# 215 cm2 of gold plated CPU caps, about 3 gr of gold



## Renaldas (Aug 30, 2010)

Processed about 215 cm2 CPU caps with gold on both sides, so, gold plating surface area was approx. 430 cm2. The caps weighted about 70 gr, there was some solder remained on each cap. Got about 3 gr of gold.

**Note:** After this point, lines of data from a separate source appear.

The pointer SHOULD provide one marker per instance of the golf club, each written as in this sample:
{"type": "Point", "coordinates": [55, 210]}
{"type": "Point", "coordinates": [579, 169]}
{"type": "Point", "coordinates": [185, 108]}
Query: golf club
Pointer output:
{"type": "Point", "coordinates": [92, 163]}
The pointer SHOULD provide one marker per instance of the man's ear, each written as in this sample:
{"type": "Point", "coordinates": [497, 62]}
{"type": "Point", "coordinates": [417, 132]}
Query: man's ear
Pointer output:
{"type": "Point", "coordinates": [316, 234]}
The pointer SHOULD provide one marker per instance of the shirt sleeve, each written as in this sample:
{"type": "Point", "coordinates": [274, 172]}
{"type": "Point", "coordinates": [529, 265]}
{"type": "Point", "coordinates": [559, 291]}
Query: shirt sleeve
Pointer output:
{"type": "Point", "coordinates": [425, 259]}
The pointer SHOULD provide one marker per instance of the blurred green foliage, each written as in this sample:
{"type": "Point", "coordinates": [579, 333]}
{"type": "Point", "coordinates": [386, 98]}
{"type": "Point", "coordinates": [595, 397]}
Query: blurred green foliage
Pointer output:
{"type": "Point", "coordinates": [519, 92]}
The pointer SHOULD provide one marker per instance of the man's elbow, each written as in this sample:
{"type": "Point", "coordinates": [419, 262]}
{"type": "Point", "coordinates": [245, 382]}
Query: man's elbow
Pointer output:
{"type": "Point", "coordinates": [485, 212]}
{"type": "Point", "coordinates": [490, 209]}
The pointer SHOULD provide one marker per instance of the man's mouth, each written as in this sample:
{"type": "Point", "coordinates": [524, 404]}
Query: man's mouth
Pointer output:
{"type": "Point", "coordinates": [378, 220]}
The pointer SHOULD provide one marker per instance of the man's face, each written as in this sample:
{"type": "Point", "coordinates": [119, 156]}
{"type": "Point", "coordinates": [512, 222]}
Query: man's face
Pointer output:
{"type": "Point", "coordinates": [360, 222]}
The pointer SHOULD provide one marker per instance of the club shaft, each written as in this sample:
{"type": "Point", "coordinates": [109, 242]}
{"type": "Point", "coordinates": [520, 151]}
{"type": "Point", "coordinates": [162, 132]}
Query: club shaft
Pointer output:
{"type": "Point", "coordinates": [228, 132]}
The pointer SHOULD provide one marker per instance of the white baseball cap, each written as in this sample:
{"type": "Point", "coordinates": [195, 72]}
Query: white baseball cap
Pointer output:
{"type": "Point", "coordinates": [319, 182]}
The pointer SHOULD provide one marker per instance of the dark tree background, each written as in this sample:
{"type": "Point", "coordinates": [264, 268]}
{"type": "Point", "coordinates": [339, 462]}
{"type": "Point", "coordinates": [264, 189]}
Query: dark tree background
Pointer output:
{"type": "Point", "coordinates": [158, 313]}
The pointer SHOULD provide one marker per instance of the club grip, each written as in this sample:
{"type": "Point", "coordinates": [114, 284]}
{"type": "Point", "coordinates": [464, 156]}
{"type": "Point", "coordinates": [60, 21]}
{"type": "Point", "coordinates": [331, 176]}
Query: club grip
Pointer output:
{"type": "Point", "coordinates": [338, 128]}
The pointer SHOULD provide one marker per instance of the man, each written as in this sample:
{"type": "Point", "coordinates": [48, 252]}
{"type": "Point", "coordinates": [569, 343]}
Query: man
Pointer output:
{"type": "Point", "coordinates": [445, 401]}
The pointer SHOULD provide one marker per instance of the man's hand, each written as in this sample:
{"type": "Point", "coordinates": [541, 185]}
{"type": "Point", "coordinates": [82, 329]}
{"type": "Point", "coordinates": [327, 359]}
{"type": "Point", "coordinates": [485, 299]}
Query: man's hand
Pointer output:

Lets calculate the thickness out of this figures. The volume of gold is 3 gr : 19,3 g/cm3 = 0,155 cm3. The thickness of gold layer is 0,155 cm3 : 430 cm2 = 0,00036 cm = 3,6 um. What do you think, is it real?


----------



## samuel-a (Aug 30, 2010)

That sounds right, tough i allways believed it to be much thinner plating...
3.6 um = 141.7 uin

Thanks for the info.


----------



## goldsilverpro (Aug 30, 2010)

I assume you're talking about CPU lids. I have seen these run about 7% gold (1 tr.oz./#). However, the plating, itself, shouldn't run more than 60 microinches (1.5 microns). There is no technical reason for it to run higher. Most of the value is in the Au/Sn braze around the edge on the bottom side.


----------



## samuel-a (Aug 31, 2010)

goldsilverpro said:


> I assume you're talking about CPU lids. I have seen these run about 7% gold (1 tr.oz./#). However, the plating, itself, shouldn't run more than 60 microinches (1.5 microns). There is no technical reason for it to run higher. Most of the value is in the Au/Sn braze around the edge on the bottom side.




Maybe there was some AuSn brazing left on the lids lips?
the first type CPU that comes to my mind is Pentium pro that is most likely to use gold brazing for the lid/cap...


----------



## Renaldas (Aug 31, 2010)

samuel-a said:


> goldsilverpro said:
> 
> 
> > I assume you're talking about CPU lids. I have seen these run about 7% gold (1 tr.oz./#). However, the plating, itself, shouldn't run more than 60 microinches (1.5 microns). There is no technical reason for it to run higher. Most of the value is in the Au/Sn braze around the edge on the bottom side.
> ...



Do Pentium Pro and other CPUs without gold plated lids contain braz with gold? Isn't there a simple tin solder, without any PM?


----------



## goldsilverpro (Aug 31, 2010)

In every case I've seen, if the lid is not gold plated, the braze will not contain gold and, visa versa.


----------